— Если бы я был религиозен…
— Какая жалость! Но почему вы так редко читаете, господин майор?
— Романы не способствуют долголетию.
— Вы правы. Слишком много написано дурных книг, я иногда прямо бешусь. Представьте…
Доктор сел на кровать в ногах майора.
— Представьте, милый господин майор. Недавно мне подвернулась французская книжонка — совершенно невероятно! Описывается вполне почтенный, богатый господин, и — понимаете — он живет со своей прислугой!
Ужасно! Она беременеет, и он ее выбрасывает на улицу. Каков сюжет? За всю жизнь я не читал книги более развратной и подлой. Что хотел автор — не понимаю! Но я сам себе неприятен, потому что окунулся в такую мерзость! Нет, благодарю вас!
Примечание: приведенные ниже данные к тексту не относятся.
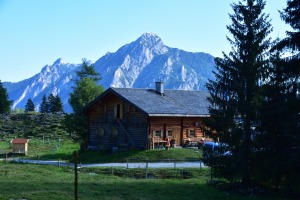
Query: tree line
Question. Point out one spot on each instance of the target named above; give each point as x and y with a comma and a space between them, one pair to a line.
255, 99
50, 104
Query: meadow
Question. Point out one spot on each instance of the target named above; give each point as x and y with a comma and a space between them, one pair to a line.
39, 182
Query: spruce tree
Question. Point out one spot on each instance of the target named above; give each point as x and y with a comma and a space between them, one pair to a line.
84, 91
280, 119
57, 106
44, 106
29, 105
4, 102
51, 103
235, 93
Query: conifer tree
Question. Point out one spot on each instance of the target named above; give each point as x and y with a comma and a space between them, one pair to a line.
29, 105
235, 93
58, 106
4, 102
84, 91
51, 103
280, 119
44, 106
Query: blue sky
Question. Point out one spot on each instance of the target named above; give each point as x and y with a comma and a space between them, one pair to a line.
35, 33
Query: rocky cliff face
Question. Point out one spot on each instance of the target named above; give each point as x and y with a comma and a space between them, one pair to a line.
138, 64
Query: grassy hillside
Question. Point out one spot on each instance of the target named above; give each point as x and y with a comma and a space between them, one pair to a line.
37, 182
32, 125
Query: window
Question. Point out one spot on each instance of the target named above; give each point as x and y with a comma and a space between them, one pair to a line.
132, 109
157, 133
114, 132
192, 133
102, 108
169, 133
118, 114
100, 132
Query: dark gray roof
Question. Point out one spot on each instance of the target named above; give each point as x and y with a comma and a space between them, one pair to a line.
171, 103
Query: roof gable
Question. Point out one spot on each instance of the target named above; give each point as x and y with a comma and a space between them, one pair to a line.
20, 141
171, 103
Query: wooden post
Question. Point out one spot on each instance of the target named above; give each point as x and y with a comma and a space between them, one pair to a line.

Я не буду читать никого, кроме своего милейшего Эдгара Уоллэса, — сказал доктор и, выдернув из кармана книжку, с удовольствием забарабанил по ней ногтями, приглашая майора полюбоваться.
На цветной обложке было изображено массивное лицо счастливого мужчины, держащего в энергичных пальцах папиросу с необычайно длинным мундштуком.
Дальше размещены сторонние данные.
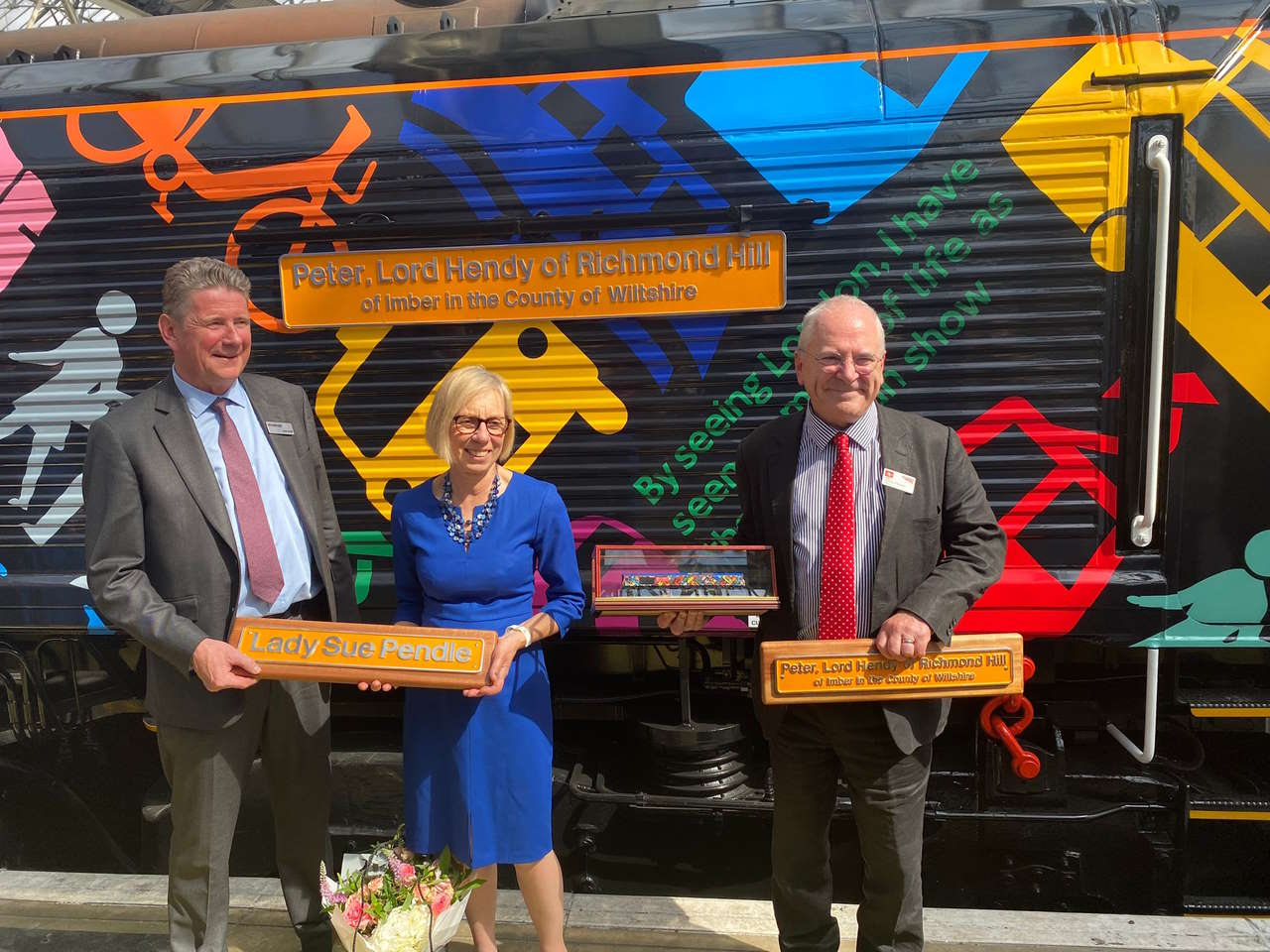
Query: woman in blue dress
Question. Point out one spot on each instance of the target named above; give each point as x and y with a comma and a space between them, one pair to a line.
465, 547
— Можно читать ночи напролет! Где французам! Безумно увлекает и вместе с тем рассеивает…
— Я хотел бы почитать… — буркнул майор.
— Уоллэса? — оживляясь, спросил доктор.
— Да, тоже… Но сначала этот роман… Про почтенного богатого господина…
Майор опустил на переносицу непроницаемые дымчатые очки. Секунду доктор колебался: поверить или нет?
— Но это действительно ужасный роман, — с шипением выдохнул он, вскакивая с кровати и защищаясь от майора простертыми руками.
— Я думаю, господин доктор, он не ускорит моего конца, — тихо возразил майор.
— Помилуйте, господин майор! — с укором и возмущением сказал доктор и тут же по-деловому глянул на часы. — Я заболтался!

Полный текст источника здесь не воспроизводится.